Some of these stories are so deeply ingrained in our societal-psyche, that we can forget that they are just stories and when they are no longer serving us can be changed. What makes us hang on to outdated stories?
Jon Thor: Before I answer that, let me say that anyone doubting that stories are powerful only needs to look to history; rich people and politicians over the years have their fingers in many pies, but almost always the super-rich and powerful of a generation have their fingers in media and news. Politicians and wealthy people don’t own news outlets because there is such good money in selling advertising space, but instead because they know that owning the news means that you can control the stories. This can allow a narrative of their choosing.
Owning the news means that you can control the stories.
Being born in Iceland, I think I notice how acutely this happens in the UK. I remember that after some especially harsh words were exchanged in Parliament, the next day I was waiting at the checkout counter in a supermarket and saw two newspapers next to each other. One of them had put Jeremy Corbyn’s face on a chicken and the other one had put Boris Johnson’s face on a clown. They were talking about the same story, but they had separate villains. It would be like going into a comic book store and seeing one comic, saying, ‘how will Batman defeat his arch-nemesis, the Joker’, and then the other one next to it saying ‘what’s wrong with that dude in the batsuit, he keeps beating all these mentally ill people.’
They were talking about the same story, but they had separate villains.
Two sides of a story being portrayed in such incredibly disparate viewpoints and that is the interesting thing about storytelling in society.
The stories we are told as we’re growing up are typically the ones that we most try and hold on to, whether they ‘serve us’ as adults in a developing society or not. And it’s these stories where we often don’t allow ourselves to see things from another side. But it is possible to change this and there are examples of how little things can bring new opportunities for change to light.
One successful way to challenge people’s viewpoints and help them to better understand other perspectives is actually via memes and internet jokes. This is a way for people to portray a different viewpoint very quickly, simply and humorously. When someone laughs, that moment can enter their subconscious and can create a lasting impression. That can lead to someone re-examining their viewpoint.
One successful way to challenge people’s viewpoints and help them to better understand other perspectives is actually via memes and internet jokes
With this in mind, people are recognising that to change viewpoints, one way that’s working is to use effectively guerrilla tactics, things like surprise, humour and novelty to break through the emotional barriers that can prevent someone wanting to change.
One way that’s working is to use effectively guerrilla tactics
Sometimes we feel that some stories should be ‘protected’, as if they are sacred and we cannot touch them.

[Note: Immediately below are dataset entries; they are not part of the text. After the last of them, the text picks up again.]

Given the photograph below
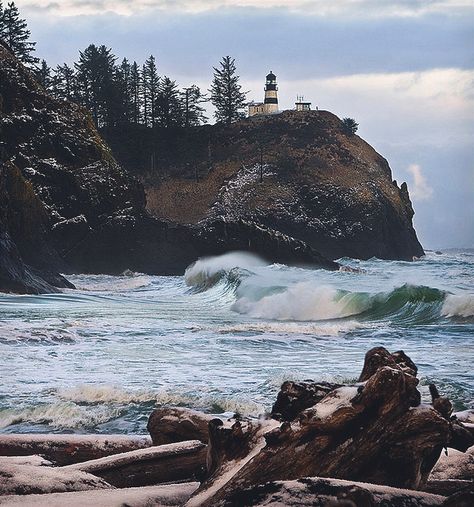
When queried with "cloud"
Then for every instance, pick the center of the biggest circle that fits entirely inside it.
(420, 190)
(320, 8)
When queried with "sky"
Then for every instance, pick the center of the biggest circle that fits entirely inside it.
(404, 69)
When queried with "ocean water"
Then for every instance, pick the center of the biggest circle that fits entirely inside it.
(223, 337)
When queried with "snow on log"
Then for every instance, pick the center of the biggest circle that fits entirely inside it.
(316, 491)
(181, 461)
(67, 449)
(375, 431)
(34, 460)
(27, 479)
(170, 495)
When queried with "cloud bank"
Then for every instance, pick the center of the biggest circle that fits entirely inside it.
(321, 8)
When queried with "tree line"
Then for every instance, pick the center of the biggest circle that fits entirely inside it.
(118, 93)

Stories about what we can say, what we can do and what we should eat. Stories can be ingrained into our society, but look elsewhere and we see that differing perspectives and norms prevail.
Sometimes we feel that some stories should be ‘protected’, as if they are sacred
Take veganism as an example, if you visit certain places, you’ll find that they are actually proud that there is bacon on the menu. I saw a post about a man that makes wine, who was asked, ‘is your wine suitable for vegans?’ In response to this question, he posted a picture of himself dipping bacon into it saying ‘it isn’t anymore’.
It’s like there’s this strange pride about being against ‘new’ stories. It’s interesting to me that in this example someone who’s effectively running a business is willing to throw profit away that could come from the vegan population. Posting a picture that they feel is such a powerful insult to that community. But why do this?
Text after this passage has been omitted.